Could Have Been Me

Steve Pokin: Faced with horrifying scene, jury shows resilience in murder trial:

On Wednesday morning, it was the civic duty of the 12 women and two men in the jury box to look closely at photos of the body of Barbara Foster, who was run over and killed on Nov. 20, 2018.

(Fourteen are in the box because only the judge knows who the two alternates are.)

Deiter Duff, the Greene County medical examiner, calmly used words to describe the pictures, which revealed far more than could ever be said in even a 1,000 grisly words.

. . . .

Years ago, when I was a reporter in Southern California, I wrote a story that had the headline: The Jurors’ Trial.

I went back in old court records and found the names of jurors who had served in three or four of the most grisly and/or disturbing murder trials in our coverage area over the past 25 years.

One of the murder victims was a little girl who was assaulted and then strangled with the shoe laces from her tennis shoes. That’s how she was found. That’s the photo the jurors saw.

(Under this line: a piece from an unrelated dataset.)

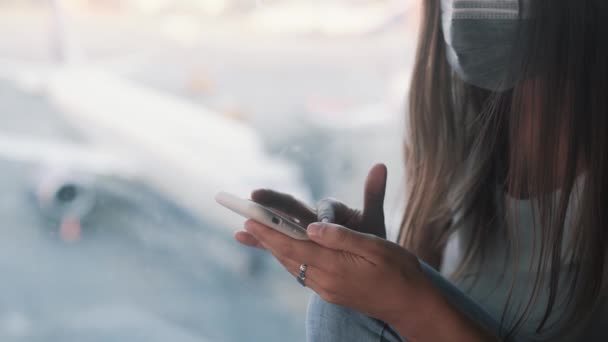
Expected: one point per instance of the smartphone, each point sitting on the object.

I wanted to know: Did they still remember the details of the trial? Ten years later? Twenty years later? Would they remember it for the rest of their lives?

Unanimously, of course, they did remember.

They remembered the photos. And the nights they couldn’t sleep because of those photos.

They remembered how random violence and depravity can be.

I was summoned for jury duty this week, but I was excused because I had to make two round trips to Rolla (at $70 gas per) to deposit and withdraw my son from a robotics camp at Missouri University of Science & Technology.

Which is just as well. I don’t know how impartial I could be as a jurist listening to experts saying that cough syrup made her do it.

I get the sense I would do better on civil trials.